Texas will always be known for its larger-than-life founders (Sam Houston), places (the Alamo), and outlaws (John Wesley Hardin). But two lawyers and their task force of history buffs are out to prove that Texas was much more, that it was a place where ordinary settlers were just trying to do the right thing—to build communities and to find justice. Since 2008, Bill Kroger and Wallace Jefferson, who is also chief justice of the state Supreme Court, have traveled the state researching cases, searching for documents, and piecing together information. They fear Texas is losing its history—one ancient court record at a time. In this month’s issue, senior editor Michael Hall writes about the many discoveries the duo have made and what keeps them passionate about preserving the truth. Here’s the story behind the story.
How and when did you first learn about Bill Kroger and Wallace Jefferson and their mission? Did you know immediately that this had the makings for a good story?
Bill emailed me about a year ago. He had seen a story I wrote on Blind Willie Johnson in our December 2010 issue. Bill is a huge Texas music fan, especially old blues guys, and though Johnson was a gospel singer, he was one of the most influential acoustic guitarists ever. When Bill got the task force together, he emailed me, knowing I loved Texas music history too. When I saw the music stuff they had—Bob Wills, Leadbelly—as well as the other stuff on regular citizens, I was pretty sure this could be a great story.
As a reporter and one who has written extensively about the death penalty in Texas, you have spent time poring over court documents yourself. What has been your experience in trying to access the information you need?
For contemporary documents, you can get just about anything. For some of the older cases, it’s harder. Much modern “paperwork” is paperless now—it’s all digital and easy to find. But for cases from the seventies and earlier, sometimes you have to go to the counties—even then not everything is in its proper place.
When Jefferson researched his ancestors, he discovered that his great-great-great-grandfather, Shedrick Willis, was aided by his old slave master to help create a better life. Have you ever researched your ancestors? And if so, what did you learn?
I’m an Irish-Scottish mutt, and during a month-long hangout in Ireland twenty years ago, I went to the hall of records in Belfast, where they keep everything about the emigration to America. I had a piece of paper someone in my family had written up thirty years prior—all these grand pronouncements about the family, where we came from, all the things we had done. None of it tracked. I could find nothing to back up any of the pronouncements. It was all wishful thinking.
Do you consider yourself a history buff?
Yes.
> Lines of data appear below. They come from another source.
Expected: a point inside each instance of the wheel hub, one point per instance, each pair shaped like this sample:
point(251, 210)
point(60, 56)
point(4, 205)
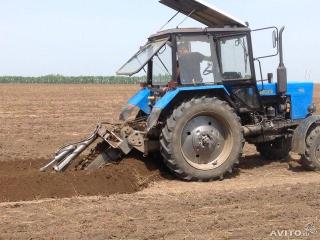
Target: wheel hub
point(204, 139)
point(203, 142)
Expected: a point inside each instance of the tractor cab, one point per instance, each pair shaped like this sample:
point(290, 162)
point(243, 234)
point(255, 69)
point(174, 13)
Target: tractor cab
point(217, 55)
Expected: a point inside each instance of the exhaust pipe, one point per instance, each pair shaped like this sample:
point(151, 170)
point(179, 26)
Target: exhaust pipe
point(281, 71)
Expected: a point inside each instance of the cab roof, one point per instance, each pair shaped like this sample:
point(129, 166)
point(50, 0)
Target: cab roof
point(167, 33)
point(204, 13)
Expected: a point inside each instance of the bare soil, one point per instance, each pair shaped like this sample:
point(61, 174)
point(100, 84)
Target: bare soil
point(36, 119)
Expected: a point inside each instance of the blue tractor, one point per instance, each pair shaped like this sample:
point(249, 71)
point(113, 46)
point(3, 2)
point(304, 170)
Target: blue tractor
point(200, 101)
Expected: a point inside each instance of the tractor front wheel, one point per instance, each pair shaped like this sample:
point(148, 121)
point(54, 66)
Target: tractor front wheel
point(202, 140)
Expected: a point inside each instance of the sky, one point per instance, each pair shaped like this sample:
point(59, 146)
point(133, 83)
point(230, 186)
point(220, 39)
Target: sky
point(95, 37)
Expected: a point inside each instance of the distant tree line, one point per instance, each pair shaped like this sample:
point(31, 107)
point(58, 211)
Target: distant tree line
point(60, 79)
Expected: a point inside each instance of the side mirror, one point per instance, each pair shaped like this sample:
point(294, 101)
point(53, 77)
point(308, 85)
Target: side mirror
point(275, 38)
point(270, 77)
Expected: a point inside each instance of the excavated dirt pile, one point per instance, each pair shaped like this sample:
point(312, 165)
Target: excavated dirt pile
point(21, 180)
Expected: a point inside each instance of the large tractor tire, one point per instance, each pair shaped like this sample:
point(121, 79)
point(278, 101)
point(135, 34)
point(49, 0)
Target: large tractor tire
point(275, 150)
point(202, 140)
point(311, 159)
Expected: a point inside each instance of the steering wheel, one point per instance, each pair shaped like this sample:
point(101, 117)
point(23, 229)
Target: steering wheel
point(208, 69)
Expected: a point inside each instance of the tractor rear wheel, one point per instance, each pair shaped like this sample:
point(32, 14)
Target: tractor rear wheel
point(311, 159)
point(202, 140)
point(275, 150)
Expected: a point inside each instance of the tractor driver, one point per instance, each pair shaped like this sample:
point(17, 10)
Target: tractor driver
point(189, 65)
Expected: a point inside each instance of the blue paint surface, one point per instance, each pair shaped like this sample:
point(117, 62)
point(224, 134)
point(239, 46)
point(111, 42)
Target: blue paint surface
point(140, 99)
point(301, 96)
point(170, 95)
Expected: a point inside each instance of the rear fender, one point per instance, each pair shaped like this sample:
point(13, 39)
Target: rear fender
point(177, 95)
point(300, 134)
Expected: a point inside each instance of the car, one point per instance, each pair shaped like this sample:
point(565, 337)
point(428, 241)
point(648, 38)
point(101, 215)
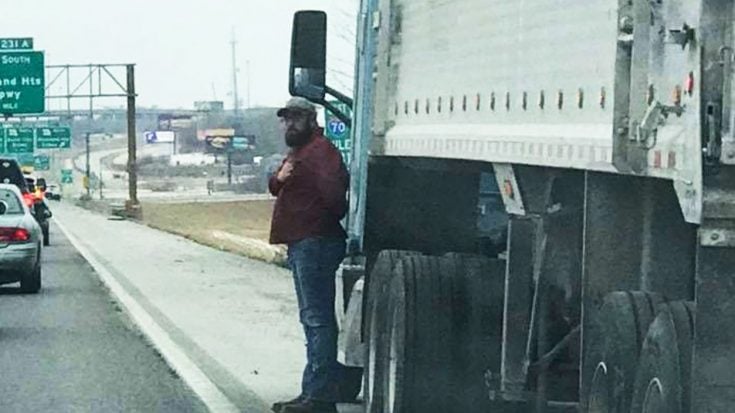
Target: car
point(40, 209)
point(53, 192)
point(11, 173)
point(20, 241)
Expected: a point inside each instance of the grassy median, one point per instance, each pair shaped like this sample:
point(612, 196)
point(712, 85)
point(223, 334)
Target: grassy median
point(241, 227)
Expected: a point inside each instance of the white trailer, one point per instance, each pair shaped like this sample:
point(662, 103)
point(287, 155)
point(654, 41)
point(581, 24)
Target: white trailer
point(608, 127)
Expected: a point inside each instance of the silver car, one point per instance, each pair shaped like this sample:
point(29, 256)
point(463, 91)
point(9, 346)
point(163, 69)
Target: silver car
point(20, 241)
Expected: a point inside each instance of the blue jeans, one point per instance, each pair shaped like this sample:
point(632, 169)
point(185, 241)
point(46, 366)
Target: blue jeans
point(314, 262)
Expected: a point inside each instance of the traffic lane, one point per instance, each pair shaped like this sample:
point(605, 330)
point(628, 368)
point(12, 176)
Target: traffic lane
point(70, 347)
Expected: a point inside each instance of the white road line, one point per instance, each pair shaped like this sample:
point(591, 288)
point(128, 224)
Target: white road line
point(192, 375)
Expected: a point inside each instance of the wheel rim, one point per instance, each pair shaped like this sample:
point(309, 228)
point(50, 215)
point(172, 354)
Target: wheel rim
point(654, 400)
point(599, 401)
point(393, 367)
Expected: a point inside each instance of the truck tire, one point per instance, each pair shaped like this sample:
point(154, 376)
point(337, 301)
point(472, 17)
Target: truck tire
point(663, 380)
point(477, 327)
point(375, 323)
point(30, 283)
point(613, 346)
point(418, 373)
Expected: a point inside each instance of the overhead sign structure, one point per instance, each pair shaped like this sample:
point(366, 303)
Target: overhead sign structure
point(26, 160)
point(160, 137)
point(16, 43)
point(67, 176)
point(53, 138)
point(337, 131)
point(22, 83)
point(242, 143)
point(19, 140)
point(41, 162)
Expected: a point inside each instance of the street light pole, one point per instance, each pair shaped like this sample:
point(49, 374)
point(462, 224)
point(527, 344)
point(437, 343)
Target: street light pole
point(86, 169)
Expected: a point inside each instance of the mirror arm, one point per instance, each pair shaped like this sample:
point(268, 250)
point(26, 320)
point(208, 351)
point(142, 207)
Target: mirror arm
point(341, 97)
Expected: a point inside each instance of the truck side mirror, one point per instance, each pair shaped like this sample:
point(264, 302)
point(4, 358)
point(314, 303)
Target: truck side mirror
point(307, 73)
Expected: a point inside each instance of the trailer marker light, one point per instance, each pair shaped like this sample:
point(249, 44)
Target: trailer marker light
point(603, 97)
point(689, 84)
point(508, 189)
point(677, 95)
point(541, 100)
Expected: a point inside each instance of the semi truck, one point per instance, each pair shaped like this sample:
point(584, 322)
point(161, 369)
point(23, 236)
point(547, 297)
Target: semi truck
point(606, 128)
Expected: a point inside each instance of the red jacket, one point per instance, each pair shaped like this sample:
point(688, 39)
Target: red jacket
point(312, 201)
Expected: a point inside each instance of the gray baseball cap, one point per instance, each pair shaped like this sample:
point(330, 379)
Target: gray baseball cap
point(297, 104)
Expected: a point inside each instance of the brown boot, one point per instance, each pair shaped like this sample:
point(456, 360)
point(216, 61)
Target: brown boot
point(278, 406)
point(310, 406)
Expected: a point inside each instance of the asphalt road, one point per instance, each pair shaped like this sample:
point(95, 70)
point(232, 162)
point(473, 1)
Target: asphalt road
point(71, 349)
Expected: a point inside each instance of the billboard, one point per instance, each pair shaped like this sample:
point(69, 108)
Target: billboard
point(160, 137)
point(209, 106)
point(169, 121)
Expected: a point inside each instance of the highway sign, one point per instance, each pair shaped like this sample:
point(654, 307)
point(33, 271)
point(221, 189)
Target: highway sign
point(67, 176)
point(16, 43)
point(19, 140)
point(53, 138)
point(338, 132)
point(25, 160)
point(41, 162)
point(242, 143)
point(22, 82)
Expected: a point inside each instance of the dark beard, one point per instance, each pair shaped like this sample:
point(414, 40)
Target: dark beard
point(296, 140)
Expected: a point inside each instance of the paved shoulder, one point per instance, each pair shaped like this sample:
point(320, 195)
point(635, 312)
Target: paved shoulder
point(69, 348)
point(235, 318)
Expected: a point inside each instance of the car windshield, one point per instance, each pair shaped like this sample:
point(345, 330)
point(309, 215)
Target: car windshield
point(12, 202)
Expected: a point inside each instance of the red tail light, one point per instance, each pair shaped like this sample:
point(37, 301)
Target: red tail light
point(29, 199)
point(14, 235)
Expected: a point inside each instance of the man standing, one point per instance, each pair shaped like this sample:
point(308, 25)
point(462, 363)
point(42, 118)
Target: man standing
point(310, 187)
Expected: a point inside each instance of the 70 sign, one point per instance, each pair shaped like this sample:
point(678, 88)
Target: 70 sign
point(336, 127)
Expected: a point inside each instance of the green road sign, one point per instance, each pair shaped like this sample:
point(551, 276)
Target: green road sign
point(22, 83)
point(242, 143)
point(26, 160)
point(41, 162)
point(16, 43)
point(67, 176)
point(19, 140)
point(53, 138)
point(337, 131)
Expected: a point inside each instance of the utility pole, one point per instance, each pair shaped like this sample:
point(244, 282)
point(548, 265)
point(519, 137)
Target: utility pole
point(86, 169)
point(236, 100)
point(132, 144)
point(247, 72)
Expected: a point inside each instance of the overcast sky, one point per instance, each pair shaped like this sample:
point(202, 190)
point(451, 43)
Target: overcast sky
point(182, 49)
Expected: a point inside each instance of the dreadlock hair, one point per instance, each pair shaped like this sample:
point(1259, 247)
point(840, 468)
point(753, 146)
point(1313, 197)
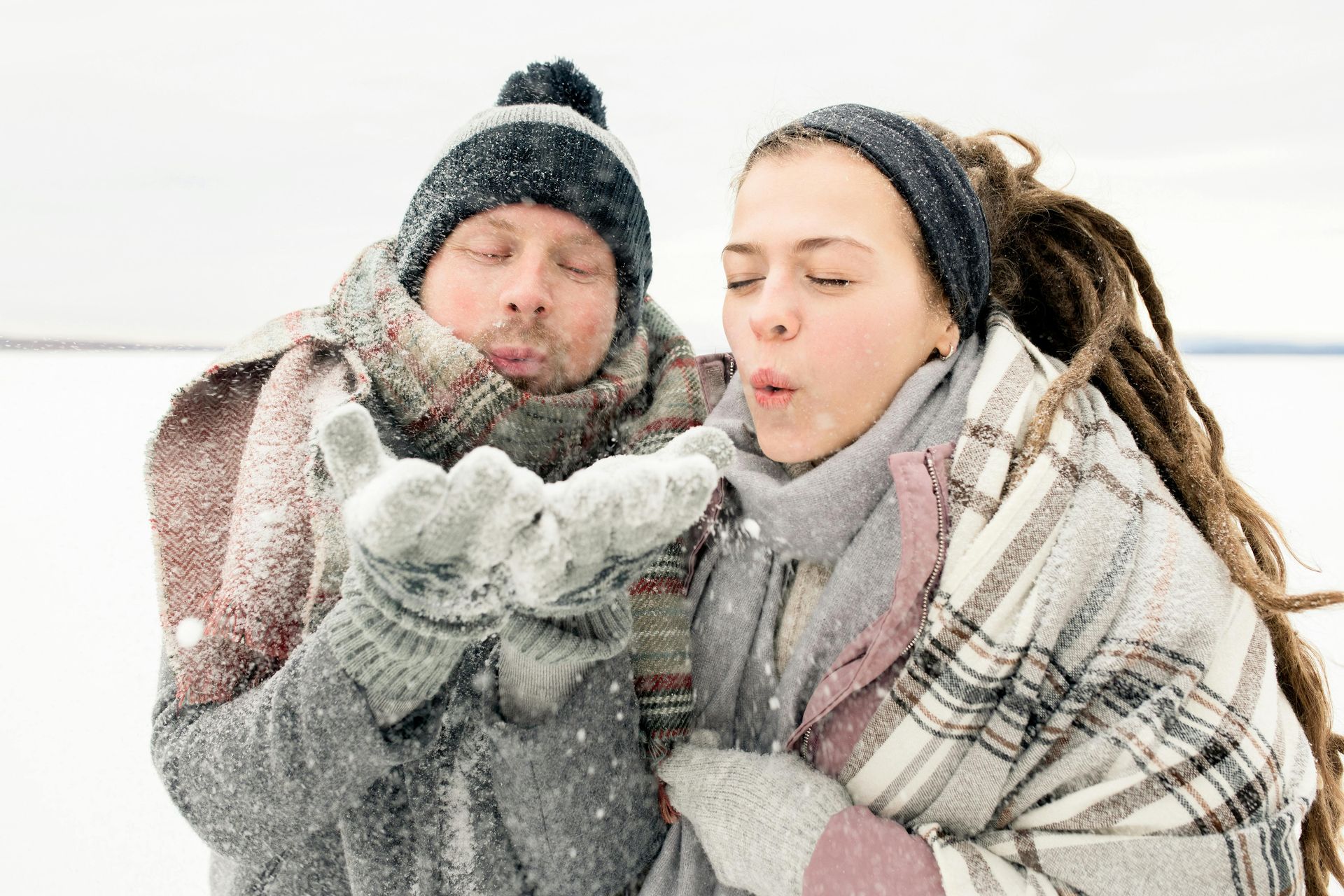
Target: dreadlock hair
point(1072, 277)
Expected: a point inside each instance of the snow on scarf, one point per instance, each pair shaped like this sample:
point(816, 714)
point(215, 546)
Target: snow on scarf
point(249, 545)
point(1094, 707)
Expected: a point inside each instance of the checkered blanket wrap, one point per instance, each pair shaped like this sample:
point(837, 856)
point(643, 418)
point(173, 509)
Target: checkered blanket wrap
point(1094, 707)
point(246, 532)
I love history, but one thing I’ve learned from being a reporter is that most history is crap based on recollections by people who often couldn’t read or write or people who had agendas to tell things a certain way or people who (like all of us) had faulty memories. We can’t even agree on what happened at an office meeting last week, so how can we possibly believe we know what happened at the Alamo?
What is the strangest thing you learned while researching this article?
That Jack Johnson, arguably the greatest boxer of all time, lost his first bout to a Jewish guy nine years his senior named “Chrysanthemum Joe” Choynski—and then spent almost a month in a jail cell with the guy, sparring and learning how to be a better boxer.
How long did it take you to write this story? Explain your research and writing process.
It took about a month. I went up to Waco with Kroger and Jefferson to look over some of these records they were talking about, plus I went to a meeting of the task force. A lot of the research was looking into the bigger-picture histories relating to the documents they had found.
Why is this story important now? What do you want your readers to take away from it?
I want readers to know that there’s more to Texas history than the big mythic stuff, that the real stories of Texas are the little ones, the anonymous ones—the evidence of which are sitting in moldy old files stuck in storage sheds out back of rural courthouses.